The win broke a three-game losing streak and gave the Orioles a day off to savor one of their more unlikely wins of the season.
Anthony Santander, who was batting for Chris Davis, led off the ninth with a walk against Tampa closer Jose Alvarado. Rio Ruiz bunted Santander to second, and he advanced to third on a wild pitch.
Pedro Severino bounced to short, and Santander, running on contact, beat the throw home for the go-ahead run.
Jonathan Villar’s sinking line drive to center skipped past Guillermo Heredia, scoring Severino. Trey Mancini bounced to short but Willy Adames’ throw was kicked out of catcher Mike Zunino’s mitt by Villar, whose run made it 6-3.
Chance Sisco reached on an infield single when Alvarado didn’t cover first in time. Renato Nunez put the game out of reach, as it turned out, by crushing a three-run home run to left, his 19th.
“I thought we played the game pretty well, especially that inning, that ninth inning,” manager Brandon Hyde said. “We did a lot of things really, really well — things that we’ve talked a lot of about … the bunt, the contact reads, the patience at the plate against a tough closer that was struggling with his command. We just did a lot of good things well.”
Bleier entered the bottom of the ninth with the six-run lead and quickly gave back three. Armstrong came in and struck out Tommy Pham on a 3-2 pitch for the final out with the tying run at the plate.

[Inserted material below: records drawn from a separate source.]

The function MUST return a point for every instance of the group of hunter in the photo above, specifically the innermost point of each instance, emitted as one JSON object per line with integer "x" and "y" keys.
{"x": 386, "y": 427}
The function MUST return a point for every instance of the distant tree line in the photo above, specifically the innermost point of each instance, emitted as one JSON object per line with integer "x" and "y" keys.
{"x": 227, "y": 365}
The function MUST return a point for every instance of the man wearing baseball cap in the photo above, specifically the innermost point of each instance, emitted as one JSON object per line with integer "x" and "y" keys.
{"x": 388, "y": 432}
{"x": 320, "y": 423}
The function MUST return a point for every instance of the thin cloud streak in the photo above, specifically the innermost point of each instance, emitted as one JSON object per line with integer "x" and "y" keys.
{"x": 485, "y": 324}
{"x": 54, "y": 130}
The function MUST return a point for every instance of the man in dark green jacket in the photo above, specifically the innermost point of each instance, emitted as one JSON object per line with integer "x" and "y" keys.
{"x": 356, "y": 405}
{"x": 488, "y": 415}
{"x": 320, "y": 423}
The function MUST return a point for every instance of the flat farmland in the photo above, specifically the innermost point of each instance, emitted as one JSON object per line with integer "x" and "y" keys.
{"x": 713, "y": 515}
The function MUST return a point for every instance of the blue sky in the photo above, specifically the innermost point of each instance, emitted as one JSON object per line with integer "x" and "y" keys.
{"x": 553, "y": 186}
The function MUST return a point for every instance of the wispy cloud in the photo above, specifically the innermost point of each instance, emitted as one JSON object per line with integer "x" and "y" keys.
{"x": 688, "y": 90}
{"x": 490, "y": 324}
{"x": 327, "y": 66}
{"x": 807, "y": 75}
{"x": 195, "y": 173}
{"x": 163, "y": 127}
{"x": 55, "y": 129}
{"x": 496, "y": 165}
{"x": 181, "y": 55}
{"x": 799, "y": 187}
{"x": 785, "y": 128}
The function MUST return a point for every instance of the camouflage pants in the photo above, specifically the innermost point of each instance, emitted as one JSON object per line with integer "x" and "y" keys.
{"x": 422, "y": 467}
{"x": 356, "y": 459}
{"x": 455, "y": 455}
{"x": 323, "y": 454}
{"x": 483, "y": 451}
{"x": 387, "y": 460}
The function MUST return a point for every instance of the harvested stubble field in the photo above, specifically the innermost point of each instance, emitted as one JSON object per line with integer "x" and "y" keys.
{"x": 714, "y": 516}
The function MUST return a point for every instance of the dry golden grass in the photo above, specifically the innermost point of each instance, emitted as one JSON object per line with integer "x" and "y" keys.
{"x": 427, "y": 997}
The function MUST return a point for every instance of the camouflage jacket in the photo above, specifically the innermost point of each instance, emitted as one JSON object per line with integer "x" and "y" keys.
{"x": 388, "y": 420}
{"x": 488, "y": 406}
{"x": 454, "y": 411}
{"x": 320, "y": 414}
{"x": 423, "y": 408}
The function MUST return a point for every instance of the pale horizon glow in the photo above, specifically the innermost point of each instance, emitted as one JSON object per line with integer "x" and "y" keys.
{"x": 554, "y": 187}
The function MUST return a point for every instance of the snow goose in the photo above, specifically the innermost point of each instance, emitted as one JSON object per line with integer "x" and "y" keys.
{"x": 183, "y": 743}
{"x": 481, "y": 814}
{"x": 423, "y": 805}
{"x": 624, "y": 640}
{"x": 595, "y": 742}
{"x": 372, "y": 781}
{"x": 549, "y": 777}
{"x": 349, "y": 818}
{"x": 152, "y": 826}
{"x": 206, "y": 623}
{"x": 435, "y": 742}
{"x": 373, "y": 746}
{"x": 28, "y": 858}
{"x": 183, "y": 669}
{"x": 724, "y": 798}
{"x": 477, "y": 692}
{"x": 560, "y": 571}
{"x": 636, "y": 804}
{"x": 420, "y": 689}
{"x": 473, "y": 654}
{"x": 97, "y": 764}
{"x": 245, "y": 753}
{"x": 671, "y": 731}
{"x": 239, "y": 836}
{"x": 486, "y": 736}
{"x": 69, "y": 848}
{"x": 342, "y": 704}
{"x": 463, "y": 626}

“We haven’t had a whole lot of come-from-behind wins or late-game wins,” Hyde said. “I was really happy with our at-bats and how we played the game, obviously, in that top of the ninth.
“With the six-run lead, you feel like you should be able to hold that. It’s baseball, and things happen. [Bleier’s] done a nice job for us in the last few weeks. It’s just they stayed on some balls, hit some line drives the other way on him. Shawn Armstrong made a big pitch, and fortunately we won.”
Mychal Givens won his first game since September 24, 2017. He had lost 11 consecutive decisions since then. And he might have made the play of the game.
Givens came in for the eighth after starter John Means pitched seven strong innings. Givens allowed a leadoff single to Travis d’Arnaud. Pinch-runner Kevin Kiermaier stole second and advanced to third on Pham’s bouncer to first.
Yandy Diaz grounded back to Givens, and he saw Kiermaier breaking for home. Givens alertly charged the plate and tagged Kiermaier to prevent the go-ahead run from scoring. Givens’ background as a shortstop was in evidence on the dive to tag Kiermaier.
The Orioles had taken a 3-1 lead in the fourth on Ruiz’s fifth home run, a three-run shot. It was Ruiz’s first since May 16.
Means allowed an unearned run in the third when Joey Wendle scored from third on Ruiz’s bad throw to second on a relay.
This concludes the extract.